What’s Out There?
Humankind is constantly evolving, and it often feels like every day there’s news of an invention of academic milestone that could very well change the way we see and understand the universe and, consequently, ourselves.
As theories of real time cosmology continue to expand (get it), so do our theories and representations about the universe itself. One artist’s depiction of the universe around us, carefully crafted to a logarithmic scale, is gaining a lot of traction this week, giving us a superhuman glimpse into what’s really out there, which made us wonder: what did we use to think the universe looked like?
The Omphalos at Delphi (ancient times)
Before modern discoveries and science, many theories purported that the world was the center of the universe, or indeed, the entire universe itself.
In ancient times, it was believed that the center of the universe was marked by an omphalos, meaning “navel,” which took the form of a stone artifact that Zeus sent down to Earth at its center. The one found at Delphi, seen above, was the most famous, believed to be stone that was deceitfully fed to Cronus in order to save Zeus. Other cultures and religions have their own omphaloi, located in places like Jerusalem, which similarly demarcated the center of the world.

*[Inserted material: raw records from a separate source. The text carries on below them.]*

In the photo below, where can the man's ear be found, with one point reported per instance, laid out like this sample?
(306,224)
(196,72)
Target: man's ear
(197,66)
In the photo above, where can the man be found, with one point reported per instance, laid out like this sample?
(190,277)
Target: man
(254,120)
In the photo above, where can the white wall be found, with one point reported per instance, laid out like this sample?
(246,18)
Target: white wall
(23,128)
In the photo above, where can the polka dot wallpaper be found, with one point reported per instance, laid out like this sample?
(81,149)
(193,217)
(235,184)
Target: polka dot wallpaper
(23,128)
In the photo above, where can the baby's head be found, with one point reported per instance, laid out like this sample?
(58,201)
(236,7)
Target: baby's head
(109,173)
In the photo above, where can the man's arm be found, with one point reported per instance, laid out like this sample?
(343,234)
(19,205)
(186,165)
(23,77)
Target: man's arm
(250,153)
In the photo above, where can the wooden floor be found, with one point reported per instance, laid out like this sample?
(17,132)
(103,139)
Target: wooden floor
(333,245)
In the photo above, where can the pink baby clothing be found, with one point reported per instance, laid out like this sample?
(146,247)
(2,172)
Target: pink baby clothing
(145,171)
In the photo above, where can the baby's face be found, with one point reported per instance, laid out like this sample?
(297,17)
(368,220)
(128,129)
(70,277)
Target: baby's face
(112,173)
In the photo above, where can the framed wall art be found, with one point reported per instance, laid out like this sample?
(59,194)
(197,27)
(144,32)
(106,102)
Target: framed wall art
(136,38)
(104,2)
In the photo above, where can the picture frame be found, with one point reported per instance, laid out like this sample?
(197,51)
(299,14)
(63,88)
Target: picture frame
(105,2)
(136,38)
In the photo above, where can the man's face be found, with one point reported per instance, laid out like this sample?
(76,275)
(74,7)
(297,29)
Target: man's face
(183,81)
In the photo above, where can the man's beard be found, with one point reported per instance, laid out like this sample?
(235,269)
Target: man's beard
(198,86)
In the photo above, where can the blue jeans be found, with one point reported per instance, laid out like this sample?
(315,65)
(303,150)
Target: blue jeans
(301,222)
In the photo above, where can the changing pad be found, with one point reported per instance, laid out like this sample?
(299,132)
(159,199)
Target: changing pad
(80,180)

The belief that the omphalos was the center of the world gave rise to the expression in some Romance languages calling egotistical people “the belly button of the world.”
Axis Mundi (ancient times)
In some ancient religions and philosophies, there exists the concept of the axis mundi, a sort of pillar of the world representing the connection between the heavens and Earth. It is often also believed to be the point of the world’s beginning. A sort of Jacob’s ladder, this was often depicted as a tree, a mountain, a stairwell, or a pillar that was sacred above all else, both in religious and secular beliefs.